Comment by John DiMarco, MD, PhD

Warfarin has been the standard for anticoagulation for more than 50 years. In the late 1980s, a number of trials conclusively showed the benefits of warfarin in patients with atrial fibrillation who were either elderly or had other risk factors. Warfarin therapy, however, has many limitations. Because the drug has many potential interactions with food and other medications, frequent monitoring of the prothrombin time is necessary. Bleeding is also common during therapy. Warfarin’s onset of action is delayed, and reversing warfarin’s effects can be difficult. Ximelagatran is a new antithrombotic agent. After oral administration, it is converted to melagatran, which is a direct inhibitor of thrombin. The drug is absorbed in the small intestine. Peak concentrations of melagatran are reached 30 minutes after oral ingestion. Peak ximelagatran concentrations are seen about 2 hours after absorption. In melagatran, the active metabolite is predominantly renally eliminated. In prior trials, the drug had been shown to have a wide margin of safety, and dosage adjustment is not thought to be required unless the creatinine clearance is below 30 mL/min. In this important study, ximelagatran was shown not to be inferior to warfarin. All of the measurements appear to favor ximelagatran over warfarin. Given the many disadvantages of warfarin, it is likely that ximelagatran will be an attractive option for many patients who require anticoagulant therapy.

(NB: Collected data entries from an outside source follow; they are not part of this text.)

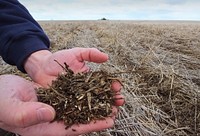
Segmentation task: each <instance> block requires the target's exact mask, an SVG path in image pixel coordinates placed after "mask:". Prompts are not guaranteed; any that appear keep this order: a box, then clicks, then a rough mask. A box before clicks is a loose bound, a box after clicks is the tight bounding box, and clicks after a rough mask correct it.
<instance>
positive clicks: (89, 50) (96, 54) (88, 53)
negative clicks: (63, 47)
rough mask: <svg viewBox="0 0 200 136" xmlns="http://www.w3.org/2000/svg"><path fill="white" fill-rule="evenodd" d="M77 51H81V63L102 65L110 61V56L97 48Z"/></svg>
mask: <svg viewBox="0 0 200 136" xmlns="http://www.w3.org/2000/svg"><path fill="white" fill-rule="evenodd" d="M77 50H80V51H79V54H78V56H77V57H78V60H79V61H90V62H96V63H102V62H105V61H107V60H108V55H107V54H105V53H103V52H101V51H99V50H97V49H96V48H77Z"/></svg>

Ximelagatran has also been studied in a number of trials with venous thromboembolism for both primary and secondary prevention. Further data, however, will be needed concerning its use in other situations. In particular, for cardiologists, it will be important to have data about its use in patients with prosthetic valves and also in patients with decreased renal function.

Dr. DiMarco is Professor of Medicine Division of Cardiology University of Virginia, Charlottesville.